Still, Slitrk5 does appear to be a doozy. The gene, which exists in humans as well as in mice, appears to plays a role in the release and uptake of glutamate in the brain, a neurotransmitter that helps regulate urges. In the knockout mice, researchers found the greatest irregularities in the frontal cortex and the striatum — the gene was excessively active in one part of the frontal cortex, while the level of glutamate receptors in the striatum was decreased. In humans, the frontal cortex–striatum circuit is involved in laying down memories and processing rewards that may later guide the planning and control of behavior; it makes sense that dysfunction here could be related to the uncontrollable urges and behaviors of OCD. Earlier studies have also linked variations on the Slitrk5 gene to Tourette's syndrome, a condition characterized by involuntary tics, vocalizations and even shouting of obscenities. Some doctors place Tourette's along the OCD spectrum too — though admittedly at a far end.

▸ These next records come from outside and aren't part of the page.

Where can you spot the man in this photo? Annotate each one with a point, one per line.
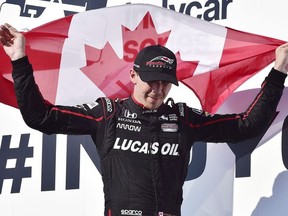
(143, 143)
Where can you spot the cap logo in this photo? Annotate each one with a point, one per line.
(161, 61)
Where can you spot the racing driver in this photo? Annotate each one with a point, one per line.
(143, 141)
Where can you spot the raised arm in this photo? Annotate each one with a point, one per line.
(36, 111)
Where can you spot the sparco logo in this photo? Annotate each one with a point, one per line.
(131, 212)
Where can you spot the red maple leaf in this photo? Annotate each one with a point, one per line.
(111, 73)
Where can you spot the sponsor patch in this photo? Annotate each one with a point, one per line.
(169, 127)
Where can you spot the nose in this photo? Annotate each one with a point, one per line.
(158, 86)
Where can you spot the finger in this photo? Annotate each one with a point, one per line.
(6, 37)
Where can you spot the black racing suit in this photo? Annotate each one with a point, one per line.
(144, 153)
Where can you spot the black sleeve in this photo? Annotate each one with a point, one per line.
(46, 117)
(237, 127)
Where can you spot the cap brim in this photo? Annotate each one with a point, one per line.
(152, 76)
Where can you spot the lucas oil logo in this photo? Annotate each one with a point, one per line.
(131, 212)
(146, 148)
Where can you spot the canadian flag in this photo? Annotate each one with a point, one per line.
(87, 55)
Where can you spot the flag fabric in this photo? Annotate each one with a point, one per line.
(81, 57)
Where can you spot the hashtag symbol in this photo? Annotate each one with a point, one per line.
(19, 154)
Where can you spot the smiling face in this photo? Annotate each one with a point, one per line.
(150, 94)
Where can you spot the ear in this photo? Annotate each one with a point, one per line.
(133, 76)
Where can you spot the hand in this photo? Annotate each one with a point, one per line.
(281, 61)
(13, 42)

The new study isn't the first time to make the glutamate-OCD connection in a mouse. In August 2007, scientists led by neurobiologist Jeffrey Welch at Duke University Medical Center engineered mice with a different gene knocked out, this one responsible for producing a sort of protein scaffold found in synapses involved in glutamate transmission — and is highly expressed in the striatum. Here too the altered mice engaged in compulsive behavior, and here too Prozac-type drugs helped relieve the symptoms.
Mouse models of OCD, however basic, could someday help develop better treatments for people — especially those who do not respond well to medication or to cognitive-behavioral therapy. By looking for protein markers of Slitrk5 in the blood, or hyperactive behaviors consistent with the form of OCD linked to that gene, doctors could begin therapy earlier and target it more precisely. "You could break OCD into subsets the same way pneumonia was originally broken into bacterial or viral categories," Lee tells TIME.
It may be possible, then, to treat the right subset by developing a drug that neutralizes or in some other way alters the expression of the Slitrk5 protein. "We could deliver this through the blood," says Rafii. "We can talk to the neuronal cell by using a surface receptor." Even if that didn't work, the protein is not an end in itself. The way it interacts with cells produces other molecules further downstream that could themselves be neutralized or blocked.
None of this, of course, makes much difference to the mice, who rarely develop anything like OCD unless scientists fool with their genes in the first place. But for the 3 million adults and 500,000 children who suffer from the condition in the U.S., any new glimmer — no matter the source — is a welcome one.